Part 3. Parameter Estimation

$$ \def\pr{\hbox{Pr}} \def\var{\hbox{var}} \def\cov{\hbox{cov}} \def\corr{\hbox{corr}} \def\dmX{\un{\mathcal{X}}} \def\dmG{\un{\mathcal{G}}} \def\dmK{\un{\mathcal{K}}} \def\dmS{\un{\mathcal{S}}} \def\dmC{\un{\mathcal{C}}} \def\dmZ{\un{\mathcal{Z}}} \def\bma{{\mbox{\boldmath $\alpha$}}} \def\bmb{{\mbox{\boldmath $\beta$}}} \def\bmu{{\mbox{\boldmath $\mu$}}} \def\bme{{\mbox{\boldmath $\epsilon$}}} \def\bmS{{\mbox{\boldmath $\Sigma$}}} \def\bmL{{\mbox{\boldmath $\Lambda$}}} \def\bmd{{\mbox{\boldmath $\delta$}}} \def\bmD{{\mbox{\boldmath $\Delta$}}} \def\bmG{{\mbox{\boldmath $\Gamma$}}} \def\bmphi{{\mbox{\boldmath $\phi$}}} \def\bmPhi{{\mbox{\boldmath $\Phi$}}} \def\bmpsi{{\mbox{\boldmath $\psi$}}} \def\bmtheta{{\mbox{\boldmath $\theta$}}} \def\eq{\begin{equation}} \def\eeq{\end{equation}} \def\i{{\bf i}} \def\un#1{{\bf #1}}$$

We have defined some distribution functions for random variables along with their moments or parameters (mean and variance). Since continuous distributions describe infinite populations, the true values of the parameters are inaccessible.

So the question arises:

How do we estimate a distribution's parameters from observations?

Sample functions

Let $Z_1, Z_2\dots Z_n$ be independent random vectors which all have the same distribution function $P(z)$ with mean $\langle Z\rangle$ and variance $\var(Z)$. These random variables are referred to as a sample of the distribution and are said to be independent and identically distributed (i.i.d.). Any function of them is called a sample function and is itself a random variable.

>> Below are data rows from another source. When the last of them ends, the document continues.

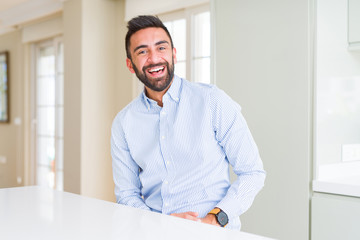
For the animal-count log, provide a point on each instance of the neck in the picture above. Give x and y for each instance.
(155, 95)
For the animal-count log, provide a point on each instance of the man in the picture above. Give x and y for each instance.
(172, 145)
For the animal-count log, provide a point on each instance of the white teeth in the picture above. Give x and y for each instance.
(156, 69)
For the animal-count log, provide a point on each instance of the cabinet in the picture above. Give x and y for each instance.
(354, 24)
(335, 217)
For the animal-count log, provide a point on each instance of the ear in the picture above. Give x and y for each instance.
(129, 65)
(174, 55)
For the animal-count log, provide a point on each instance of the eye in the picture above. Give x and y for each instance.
(141, 52)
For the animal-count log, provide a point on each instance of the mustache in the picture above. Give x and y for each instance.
(155, 65)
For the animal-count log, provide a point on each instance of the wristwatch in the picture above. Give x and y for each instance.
(221, 216)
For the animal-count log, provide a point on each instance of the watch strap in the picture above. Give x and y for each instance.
(215, 211)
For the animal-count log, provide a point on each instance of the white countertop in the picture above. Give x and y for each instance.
(339, 178)
(41, 213)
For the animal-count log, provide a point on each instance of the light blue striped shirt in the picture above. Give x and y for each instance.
(175, 158)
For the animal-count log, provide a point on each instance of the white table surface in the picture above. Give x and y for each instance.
(41, 213)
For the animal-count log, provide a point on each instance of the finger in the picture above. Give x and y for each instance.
(194, 214)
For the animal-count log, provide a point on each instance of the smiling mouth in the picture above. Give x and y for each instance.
(156, 70)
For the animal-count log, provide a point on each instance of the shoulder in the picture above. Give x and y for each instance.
(125, 114)
(198, 89)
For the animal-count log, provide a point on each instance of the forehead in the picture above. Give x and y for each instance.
(148, 36)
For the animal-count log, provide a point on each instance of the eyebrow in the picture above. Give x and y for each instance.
(156, 44)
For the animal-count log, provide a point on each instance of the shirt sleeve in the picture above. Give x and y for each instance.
(233, 135)
(125, 170)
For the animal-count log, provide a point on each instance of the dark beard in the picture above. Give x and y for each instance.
(145, 80)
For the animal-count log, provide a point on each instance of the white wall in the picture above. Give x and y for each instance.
(96, 87)
(11, 135)
(338, 83)
(262, 61)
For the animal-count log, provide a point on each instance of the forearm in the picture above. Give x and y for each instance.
(241, 193)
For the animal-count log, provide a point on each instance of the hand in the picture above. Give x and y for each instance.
(210, 219)
(187, 215)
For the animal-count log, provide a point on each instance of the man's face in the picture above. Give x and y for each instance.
(152, 58)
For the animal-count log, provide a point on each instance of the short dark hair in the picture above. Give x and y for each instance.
(142, 22)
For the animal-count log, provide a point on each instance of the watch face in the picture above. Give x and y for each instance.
(222, 218)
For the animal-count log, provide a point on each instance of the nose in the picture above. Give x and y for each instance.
(152, 57)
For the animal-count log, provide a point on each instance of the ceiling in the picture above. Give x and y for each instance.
(7, 4)
(16, 13)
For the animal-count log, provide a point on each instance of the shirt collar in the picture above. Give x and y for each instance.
(173, 91)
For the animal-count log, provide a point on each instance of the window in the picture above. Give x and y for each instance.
(337, 123)
(48, 113)
(190, 30)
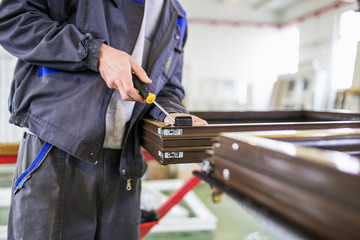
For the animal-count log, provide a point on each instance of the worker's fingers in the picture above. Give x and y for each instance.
(115, 68)
(168, 121)
(130, 92)
(198, 121)
(139, 71)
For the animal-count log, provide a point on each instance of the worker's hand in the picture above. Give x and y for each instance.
(196, 120)
(115, 67)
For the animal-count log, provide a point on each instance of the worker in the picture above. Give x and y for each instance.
(79, 162)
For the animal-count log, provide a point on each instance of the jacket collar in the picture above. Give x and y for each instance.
(117, 3)
(178, 8)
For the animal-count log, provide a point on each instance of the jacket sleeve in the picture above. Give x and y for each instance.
(27, 32)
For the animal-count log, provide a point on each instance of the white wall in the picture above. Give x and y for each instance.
(229, 67)
(318, 38)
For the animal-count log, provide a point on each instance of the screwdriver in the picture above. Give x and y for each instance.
(148, 96)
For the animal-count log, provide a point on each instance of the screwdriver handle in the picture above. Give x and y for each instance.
(143, 90)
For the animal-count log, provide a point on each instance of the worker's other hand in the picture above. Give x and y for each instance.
(196, 120)
(115, 67)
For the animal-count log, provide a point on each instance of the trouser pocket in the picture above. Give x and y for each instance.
(25, 176)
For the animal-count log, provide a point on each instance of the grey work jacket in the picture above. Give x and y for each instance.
(57, 91)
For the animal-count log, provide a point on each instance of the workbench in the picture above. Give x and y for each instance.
(306, 180)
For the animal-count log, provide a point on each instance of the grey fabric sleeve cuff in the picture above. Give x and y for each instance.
(92, 47)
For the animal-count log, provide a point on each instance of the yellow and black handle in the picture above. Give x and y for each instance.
(143, 90)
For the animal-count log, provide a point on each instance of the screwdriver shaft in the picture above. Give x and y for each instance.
(163, 110)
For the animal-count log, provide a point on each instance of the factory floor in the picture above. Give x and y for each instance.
(233, 222)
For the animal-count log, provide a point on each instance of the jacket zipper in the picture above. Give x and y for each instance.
(164, 41)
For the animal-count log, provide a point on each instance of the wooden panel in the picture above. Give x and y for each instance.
(179, 138)
(313, 189)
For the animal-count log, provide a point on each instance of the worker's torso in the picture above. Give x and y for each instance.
(68, 108)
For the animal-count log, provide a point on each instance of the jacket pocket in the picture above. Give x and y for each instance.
(35, 164)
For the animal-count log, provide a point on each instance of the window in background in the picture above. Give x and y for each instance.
(289, 51)
(345, 50)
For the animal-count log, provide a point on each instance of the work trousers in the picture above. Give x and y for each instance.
(66, 198)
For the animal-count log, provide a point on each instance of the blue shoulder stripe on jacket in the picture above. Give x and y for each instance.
(45, 70)
(138, 1)
(182, 22)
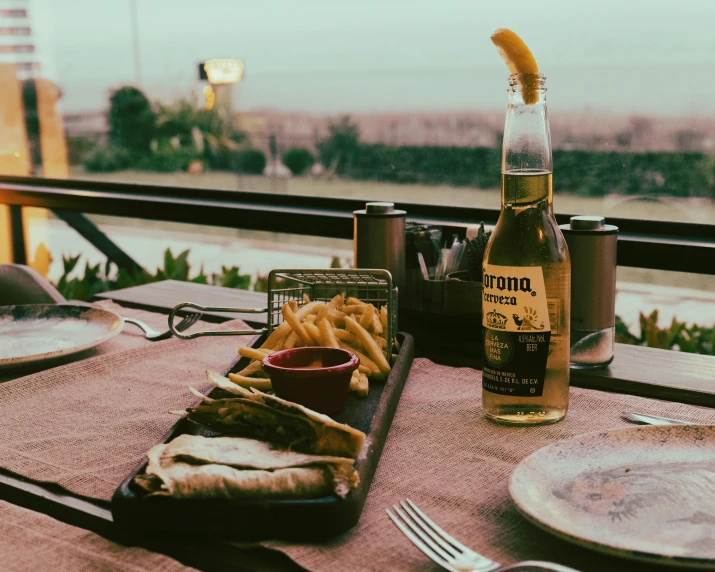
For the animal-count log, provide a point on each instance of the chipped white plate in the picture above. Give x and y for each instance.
(39, 332)
(645, 493)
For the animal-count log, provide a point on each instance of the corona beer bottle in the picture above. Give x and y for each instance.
(527, 273)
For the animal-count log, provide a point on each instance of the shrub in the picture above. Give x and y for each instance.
(251, 161)
(132, 122)
(79, 149)
(108, 159)
(341, 145)
(298, 160)
(168, 160)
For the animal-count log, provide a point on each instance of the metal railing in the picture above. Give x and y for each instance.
(661, 245)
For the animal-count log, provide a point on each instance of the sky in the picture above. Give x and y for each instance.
(652, 57)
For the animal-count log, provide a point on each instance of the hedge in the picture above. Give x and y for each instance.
(586, 173)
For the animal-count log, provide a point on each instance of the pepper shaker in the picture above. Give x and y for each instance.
(592, 246)
(379, 239)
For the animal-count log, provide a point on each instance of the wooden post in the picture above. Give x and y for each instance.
(55, 163)
(14, 151)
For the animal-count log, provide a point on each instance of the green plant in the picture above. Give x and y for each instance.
(108, 159)
(251, 161)
(132, 122)
(584, 173)
(694, 339)
(96, 279)
(475, 253)
(79, 149)
(298, 160)
(201, 130)
(341, 145)
(231, 278)
(167, 159)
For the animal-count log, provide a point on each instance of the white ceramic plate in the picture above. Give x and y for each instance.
(40, 332)
(646, 493)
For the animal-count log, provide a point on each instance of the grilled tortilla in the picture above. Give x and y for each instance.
(236, 468)
(263, 416)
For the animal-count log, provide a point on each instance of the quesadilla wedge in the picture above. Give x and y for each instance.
(192, 466)
(256, 414)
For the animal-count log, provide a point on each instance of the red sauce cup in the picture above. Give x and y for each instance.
(323, 389)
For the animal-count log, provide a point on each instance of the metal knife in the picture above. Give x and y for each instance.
(645, 419)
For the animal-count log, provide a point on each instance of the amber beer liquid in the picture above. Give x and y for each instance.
(526, 294)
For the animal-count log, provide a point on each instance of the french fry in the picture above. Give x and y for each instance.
(328, 334)
(252, 368)
(253, 353)
(322, 313)
(366, 318)
(363, 385)
(314, 333)
(368, 343)
(364, 360)
(376, 324)
(353, 308)
(294, 322)
(243, 381)
(291, 340)
(337, 302)
(284, 329)
(348, 338)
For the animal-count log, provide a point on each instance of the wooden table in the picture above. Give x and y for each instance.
(647, 372)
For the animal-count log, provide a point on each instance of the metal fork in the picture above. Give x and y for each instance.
(154, 336)
(446, 551)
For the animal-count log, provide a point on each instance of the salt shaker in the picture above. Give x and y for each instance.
(592, 246)
(379, 239)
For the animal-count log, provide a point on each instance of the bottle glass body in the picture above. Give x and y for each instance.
(527, 273)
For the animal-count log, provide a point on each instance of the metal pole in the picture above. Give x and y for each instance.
(135, 40)
(17, 234)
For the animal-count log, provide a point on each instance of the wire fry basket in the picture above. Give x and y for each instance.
(370, 286)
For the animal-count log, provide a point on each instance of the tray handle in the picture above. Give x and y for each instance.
(183, 305)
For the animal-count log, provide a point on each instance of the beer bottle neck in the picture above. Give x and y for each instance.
(526, 153)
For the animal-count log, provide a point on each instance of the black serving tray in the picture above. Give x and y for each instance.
(307, 519)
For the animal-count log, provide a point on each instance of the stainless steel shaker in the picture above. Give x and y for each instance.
(379, 239)
(592, 246)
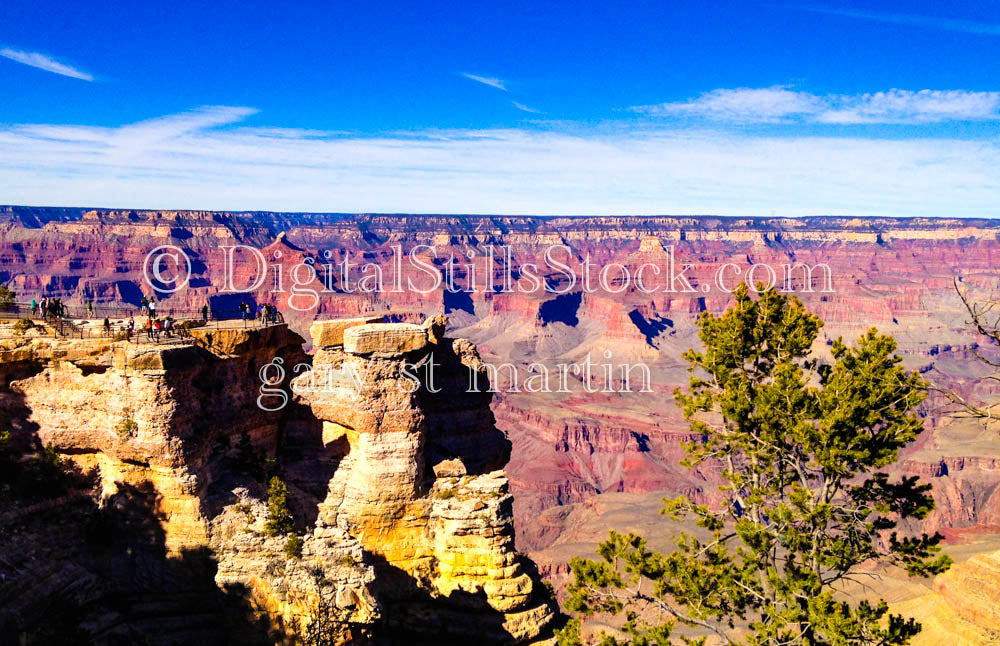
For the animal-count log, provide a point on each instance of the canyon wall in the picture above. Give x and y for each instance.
(567, 446)
(399, 544)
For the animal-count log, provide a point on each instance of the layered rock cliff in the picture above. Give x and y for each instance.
(177, 450)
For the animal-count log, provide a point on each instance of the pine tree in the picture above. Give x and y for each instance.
(279, 519)
(800, 444)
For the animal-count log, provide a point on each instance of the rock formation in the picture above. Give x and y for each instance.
(413, 531)
(420, 485)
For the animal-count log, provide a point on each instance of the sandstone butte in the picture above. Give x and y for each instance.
(398, 491)
(571, 451)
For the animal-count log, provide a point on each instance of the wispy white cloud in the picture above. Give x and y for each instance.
(43, 62)
(780, 104)
(946, 24)
(486, 80)
(524, 108)
(739, 104)
(902, 106)
(205, 160)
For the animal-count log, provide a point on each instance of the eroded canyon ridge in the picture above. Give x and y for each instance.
(579, 460)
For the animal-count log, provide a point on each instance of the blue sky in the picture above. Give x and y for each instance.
(880, 108)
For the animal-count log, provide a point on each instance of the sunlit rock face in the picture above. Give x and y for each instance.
(569, 448)
(158, 427)
(393, 470)
(420, 484)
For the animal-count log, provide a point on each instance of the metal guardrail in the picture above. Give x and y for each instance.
(64, 327)
(22, 310)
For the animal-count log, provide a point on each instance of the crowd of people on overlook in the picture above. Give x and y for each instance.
(154, 325)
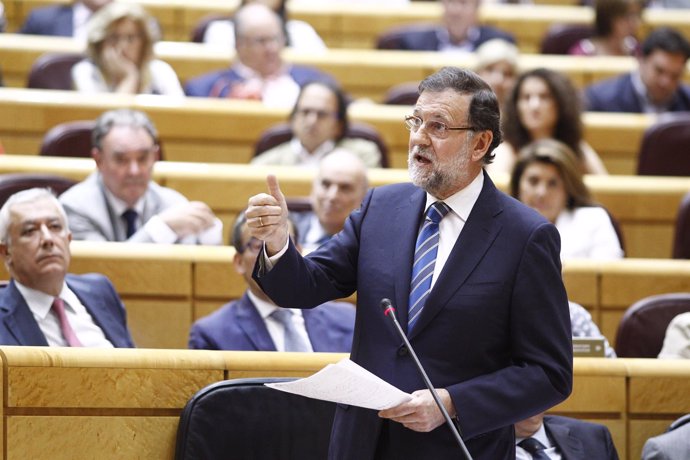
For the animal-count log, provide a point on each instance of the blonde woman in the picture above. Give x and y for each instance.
(120, 58)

The sample functions of interest are those which can be used to estimate the mean and variance of the distribution $P(z)$. These are the sample mean

$$ \bar{Z} = {1\over n}\sum_{i=1}^n Z_i $$

and the sample variance

$$ S = {1\over n-1}\sum_{i=1}^n(Z_i - \bar Z )^2 $$

The sample functions are called unbiased estimators because their means are equal to the corresponding moments of $P(z)$, that is,

$$ \langle\bar{ Z}\rangle = {1\over n}\sum_i\langle Z_i\rangle = {1\over n}n\langle Z\rangle = \langle Z\rangle $$

and (next slide)

$$ \langle S \rangle = \var(Z). $$

Particular realizations $\bar{z}$ and $ s$ of the sample functions are called unbiased estimates.

Proof:

$$\eqalign{ (n-1)S &= \sum_i (Z_i-\bar Z)^2 \cr & = \sum_i \Big(Z_i^2 - 2Z_i\bar Z - \bar Z^2\Big)\cr & = \sum_i Z_i^2 -2n\bar Z^2 + n\bar Z^2.} $$

Therefore $$\eqalign{ (n-1)S &= \sum_i Z_i^2 - n\bar Z^2\cr &= \sum_i Z_i^2 - n{1\over n^2}\left(\sum_i Z_i\right)\left(\sum_i Z_i\right).} $$ Expanding the product of sums yields $$ (n-1)S = \sum_i Z_i^2 - {1\over n}\sum_i Z_i^2 - {1\over n}\sum_{i\ne i'}Z_i Z_{i'}. $$ But $Z_i$ and $Z_{i'}$ are independent random variables so that $$ \langle Z_i Z_{i'}\rangle = \langle Z\rangle^2, $$ Therefore, since the double sum above has $n(n-1)$ terms, $$ (n-1)\langle S\rangle = n\langle Z^2\rangle - {1\over n}\ n\langle Z^2\rangle -{1\over n}\ n(n-1)\langle Z\rangle^2 $$ or $$ \langle S\rangle = \langle Z^2\rangle -\langle Z\rangle^2 = \var(Z). $$

The denominator $(m-1)$ in the definition of the sample covariance matrix is thus seen to be required for unbiased estimation of the covariance matrix and to be due to the appearance of the sample mean $\un{\bar Z}$ rather than the distribution mean $\langle\un Z\rangle$ in the definition.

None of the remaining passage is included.